Quand on n’a même pas besoin de prononcer ton nom de famille pour t’identifier, c’est soit que tu as sept ans et que tu es la seule enfant à porter un prénom bizarre dans la cour de récré, soit que tu es une ultra-méga-star que tout le monde connaît (parfois les deux). L’aura d’Oprah Winfrey couvre les épaules des États-Unis d’un voile de résilience, de réussite. Elle est un exemple pour plusieurs générations (de femmes, mais pas que.
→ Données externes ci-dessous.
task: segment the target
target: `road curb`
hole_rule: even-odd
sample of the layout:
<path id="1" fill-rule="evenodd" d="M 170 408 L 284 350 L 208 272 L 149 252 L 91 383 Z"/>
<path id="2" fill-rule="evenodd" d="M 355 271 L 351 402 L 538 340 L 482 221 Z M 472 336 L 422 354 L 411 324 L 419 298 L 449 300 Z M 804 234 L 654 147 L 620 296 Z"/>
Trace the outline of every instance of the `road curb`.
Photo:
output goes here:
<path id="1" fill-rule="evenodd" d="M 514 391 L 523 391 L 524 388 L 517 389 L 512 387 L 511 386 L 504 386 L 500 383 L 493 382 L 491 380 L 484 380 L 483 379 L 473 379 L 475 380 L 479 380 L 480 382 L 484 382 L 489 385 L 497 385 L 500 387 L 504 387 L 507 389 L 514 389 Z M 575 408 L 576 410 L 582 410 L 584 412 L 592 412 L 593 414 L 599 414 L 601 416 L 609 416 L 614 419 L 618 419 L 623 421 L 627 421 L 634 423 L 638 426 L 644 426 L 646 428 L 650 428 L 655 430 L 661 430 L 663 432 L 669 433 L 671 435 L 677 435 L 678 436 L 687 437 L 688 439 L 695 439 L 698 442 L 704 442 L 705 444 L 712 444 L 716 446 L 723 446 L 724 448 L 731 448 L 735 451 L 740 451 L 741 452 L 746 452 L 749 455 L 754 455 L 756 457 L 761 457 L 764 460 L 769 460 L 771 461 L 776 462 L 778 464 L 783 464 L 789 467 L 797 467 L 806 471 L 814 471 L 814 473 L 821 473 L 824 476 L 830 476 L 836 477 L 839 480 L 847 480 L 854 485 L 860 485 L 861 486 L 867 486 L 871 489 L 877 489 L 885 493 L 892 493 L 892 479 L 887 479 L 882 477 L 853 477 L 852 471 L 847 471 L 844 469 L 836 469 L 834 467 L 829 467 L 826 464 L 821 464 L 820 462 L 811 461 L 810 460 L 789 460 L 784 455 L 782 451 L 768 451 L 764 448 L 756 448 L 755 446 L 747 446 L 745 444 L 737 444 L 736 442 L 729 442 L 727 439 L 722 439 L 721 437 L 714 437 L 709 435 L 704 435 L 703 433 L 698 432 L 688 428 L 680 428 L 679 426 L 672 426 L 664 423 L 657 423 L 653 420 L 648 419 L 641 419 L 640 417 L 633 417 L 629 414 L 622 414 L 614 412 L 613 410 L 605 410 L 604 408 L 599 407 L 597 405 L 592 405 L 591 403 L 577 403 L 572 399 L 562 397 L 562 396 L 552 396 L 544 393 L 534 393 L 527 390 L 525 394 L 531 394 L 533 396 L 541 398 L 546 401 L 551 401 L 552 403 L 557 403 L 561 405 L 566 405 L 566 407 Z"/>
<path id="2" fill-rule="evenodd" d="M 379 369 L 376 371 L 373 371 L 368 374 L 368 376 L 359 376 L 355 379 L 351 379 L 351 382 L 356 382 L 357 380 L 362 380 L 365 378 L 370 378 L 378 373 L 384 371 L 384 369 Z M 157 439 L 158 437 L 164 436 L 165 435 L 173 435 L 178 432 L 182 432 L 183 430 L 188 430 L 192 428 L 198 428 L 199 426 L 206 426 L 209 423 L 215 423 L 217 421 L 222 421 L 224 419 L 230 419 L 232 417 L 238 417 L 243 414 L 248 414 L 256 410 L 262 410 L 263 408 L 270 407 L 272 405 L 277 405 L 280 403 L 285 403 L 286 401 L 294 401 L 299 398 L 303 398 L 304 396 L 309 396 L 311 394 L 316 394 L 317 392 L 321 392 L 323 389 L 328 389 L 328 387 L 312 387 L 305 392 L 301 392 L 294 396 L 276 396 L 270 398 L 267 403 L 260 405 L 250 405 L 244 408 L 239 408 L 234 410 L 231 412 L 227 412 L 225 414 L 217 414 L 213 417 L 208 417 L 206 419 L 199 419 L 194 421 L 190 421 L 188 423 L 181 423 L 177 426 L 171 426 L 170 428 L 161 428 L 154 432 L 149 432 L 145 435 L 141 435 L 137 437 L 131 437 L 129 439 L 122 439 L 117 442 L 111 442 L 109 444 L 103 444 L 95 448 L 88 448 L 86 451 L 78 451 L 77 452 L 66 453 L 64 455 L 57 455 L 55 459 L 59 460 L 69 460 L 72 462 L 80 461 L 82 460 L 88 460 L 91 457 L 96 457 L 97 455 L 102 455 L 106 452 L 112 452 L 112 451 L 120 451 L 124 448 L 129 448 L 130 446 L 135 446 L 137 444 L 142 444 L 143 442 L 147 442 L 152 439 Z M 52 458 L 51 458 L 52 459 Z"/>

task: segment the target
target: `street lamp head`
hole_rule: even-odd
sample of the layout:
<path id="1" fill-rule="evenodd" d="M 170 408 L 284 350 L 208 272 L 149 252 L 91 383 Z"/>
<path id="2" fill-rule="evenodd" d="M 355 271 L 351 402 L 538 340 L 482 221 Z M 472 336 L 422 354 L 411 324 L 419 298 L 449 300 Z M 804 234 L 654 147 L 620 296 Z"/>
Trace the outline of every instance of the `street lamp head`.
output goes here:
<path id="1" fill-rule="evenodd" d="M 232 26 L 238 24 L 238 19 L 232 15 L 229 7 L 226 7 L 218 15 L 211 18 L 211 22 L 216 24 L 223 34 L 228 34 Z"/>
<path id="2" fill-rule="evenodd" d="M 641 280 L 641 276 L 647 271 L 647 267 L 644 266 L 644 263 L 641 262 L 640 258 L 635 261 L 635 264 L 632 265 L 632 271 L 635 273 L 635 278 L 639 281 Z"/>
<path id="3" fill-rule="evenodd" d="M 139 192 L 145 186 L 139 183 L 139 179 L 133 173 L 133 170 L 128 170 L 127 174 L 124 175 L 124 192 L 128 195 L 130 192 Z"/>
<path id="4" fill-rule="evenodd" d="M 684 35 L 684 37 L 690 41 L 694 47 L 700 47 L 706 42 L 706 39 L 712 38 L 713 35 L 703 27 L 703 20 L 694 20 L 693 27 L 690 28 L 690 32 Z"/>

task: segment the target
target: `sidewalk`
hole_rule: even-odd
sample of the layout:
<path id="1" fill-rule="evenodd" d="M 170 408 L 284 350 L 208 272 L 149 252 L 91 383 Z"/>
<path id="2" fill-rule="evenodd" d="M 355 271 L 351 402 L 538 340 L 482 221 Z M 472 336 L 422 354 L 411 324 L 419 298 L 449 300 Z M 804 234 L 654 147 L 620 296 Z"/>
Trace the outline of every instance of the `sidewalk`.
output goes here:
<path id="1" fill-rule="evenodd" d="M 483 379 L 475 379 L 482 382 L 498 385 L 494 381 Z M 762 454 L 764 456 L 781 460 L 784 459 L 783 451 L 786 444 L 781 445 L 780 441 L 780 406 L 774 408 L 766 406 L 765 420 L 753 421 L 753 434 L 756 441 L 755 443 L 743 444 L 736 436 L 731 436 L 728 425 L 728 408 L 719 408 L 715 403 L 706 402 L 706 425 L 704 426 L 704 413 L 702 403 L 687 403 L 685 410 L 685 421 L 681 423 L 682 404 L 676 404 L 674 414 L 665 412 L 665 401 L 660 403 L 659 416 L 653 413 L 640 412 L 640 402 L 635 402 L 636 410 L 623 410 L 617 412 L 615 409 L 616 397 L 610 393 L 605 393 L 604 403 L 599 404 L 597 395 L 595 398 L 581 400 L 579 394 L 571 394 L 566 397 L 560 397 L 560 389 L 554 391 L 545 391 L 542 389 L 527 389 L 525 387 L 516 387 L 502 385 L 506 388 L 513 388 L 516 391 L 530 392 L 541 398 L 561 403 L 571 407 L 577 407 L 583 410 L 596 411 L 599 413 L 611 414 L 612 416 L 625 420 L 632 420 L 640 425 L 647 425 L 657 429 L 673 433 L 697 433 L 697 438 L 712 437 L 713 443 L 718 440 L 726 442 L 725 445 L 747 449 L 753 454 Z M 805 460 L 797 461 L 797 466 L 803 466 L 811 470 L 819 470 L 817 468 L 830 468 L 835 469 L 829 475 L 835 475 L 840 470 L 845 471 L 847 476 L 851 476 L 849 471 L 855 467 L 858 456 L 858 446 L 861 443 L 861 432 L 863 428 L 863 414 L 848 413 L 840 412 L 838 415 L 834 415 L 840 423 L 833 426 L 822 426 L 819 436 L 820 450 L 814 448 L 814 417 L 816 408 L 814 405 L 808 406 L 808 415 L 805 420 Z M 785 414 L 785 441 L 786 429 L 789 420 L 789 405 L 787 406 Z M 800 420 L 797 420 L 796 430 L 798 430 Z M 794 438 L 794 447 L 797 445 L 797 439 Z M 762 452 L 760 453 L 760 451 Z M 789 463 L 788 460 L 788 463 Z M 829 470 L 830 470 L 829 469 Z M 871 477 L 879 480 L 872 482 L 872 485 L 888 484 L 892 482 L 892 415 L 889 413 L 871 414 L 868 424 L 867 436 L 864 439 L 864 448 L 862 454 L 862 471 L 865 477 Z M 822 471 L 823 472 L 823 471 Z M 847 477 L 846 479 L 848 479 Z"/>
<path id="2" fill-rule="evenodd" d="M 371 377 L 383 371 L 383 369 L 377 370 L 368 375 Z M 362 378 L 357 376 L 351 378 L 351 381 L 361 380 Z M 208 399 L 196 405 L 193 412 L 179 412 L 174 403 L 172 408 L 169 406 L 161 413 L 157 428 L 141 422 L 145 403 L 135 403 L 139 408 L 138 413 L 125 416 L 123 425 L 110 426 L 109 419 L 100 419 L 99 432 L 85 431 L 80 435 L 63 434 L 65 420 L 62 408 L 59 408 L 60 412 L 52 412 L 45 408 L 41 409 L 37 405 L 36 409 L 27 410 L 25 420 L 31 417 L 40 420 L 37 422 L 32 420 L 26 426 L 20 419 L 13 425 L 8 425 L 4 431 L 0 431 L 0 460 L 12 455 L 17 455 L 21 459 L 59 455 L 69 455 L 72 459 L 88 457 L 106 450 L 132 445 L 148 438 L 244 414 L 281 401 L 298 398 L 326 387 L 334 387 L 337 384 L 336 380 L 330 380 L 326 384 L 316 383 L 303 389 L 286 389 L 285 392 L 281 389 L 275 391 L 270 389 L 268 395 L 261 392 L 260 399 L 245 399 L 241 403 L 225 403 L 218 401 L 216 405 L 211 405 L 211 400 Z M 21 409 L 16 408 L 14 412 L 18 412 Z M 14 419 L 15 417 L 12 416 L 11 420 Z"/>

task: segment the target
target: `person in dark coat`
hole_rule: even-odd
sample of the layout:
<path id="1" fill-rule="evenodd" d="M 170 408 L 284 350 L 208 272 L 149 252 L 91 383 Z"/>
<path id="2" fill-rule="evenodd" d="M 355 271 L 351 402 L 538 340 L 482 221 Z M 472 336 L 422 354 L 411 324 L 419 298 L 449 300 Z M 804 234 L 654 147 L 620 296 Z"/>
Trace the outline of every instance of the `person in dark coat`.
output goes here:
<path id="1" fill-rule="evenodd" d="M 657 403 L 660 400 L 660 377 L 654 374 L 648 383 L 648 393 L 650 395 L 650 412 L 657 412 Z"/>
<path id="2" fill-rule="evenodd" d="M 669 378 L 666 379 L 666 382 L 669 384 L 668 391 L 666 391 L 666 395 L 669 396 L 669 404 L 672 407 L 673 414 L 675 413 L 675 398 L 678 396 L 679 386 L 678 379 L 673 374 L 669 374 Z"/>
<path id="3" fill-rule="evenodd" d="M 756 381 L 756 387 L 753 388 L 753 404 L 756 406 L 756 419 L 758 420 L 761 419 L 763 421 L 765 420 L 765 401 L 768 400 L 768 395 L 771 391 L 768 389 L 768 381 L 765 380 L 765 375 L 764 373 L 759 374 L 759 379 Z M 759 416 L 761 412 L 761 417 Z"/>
Quand on a Barack pour pote, on se pose là), et on va juste expliquer pourquoi. Sans s’épancher, sans trembler, sans pleurnicher, même s’il y a parfois de quoi. Oprah n’aimerait pas ça. Elle n’a pas le temps et l’émotion qu’elle veut communiquer, elle la transmet sans que personne ne doive l’y inviter.

Pressentie pour être la relève démocrate à la présidence américaine de 2020, un siège tout chaud l’attendait au Sénat. On se détend tout de suite question espoirs : ça n’arrivera pas. Celles et ceux qui ont déjà acheté des T-shirts brandés « Oprah 2020 » peuvent les recycler sur Vinted.

Elle ne veut pas entrer en politique, pas comme ça.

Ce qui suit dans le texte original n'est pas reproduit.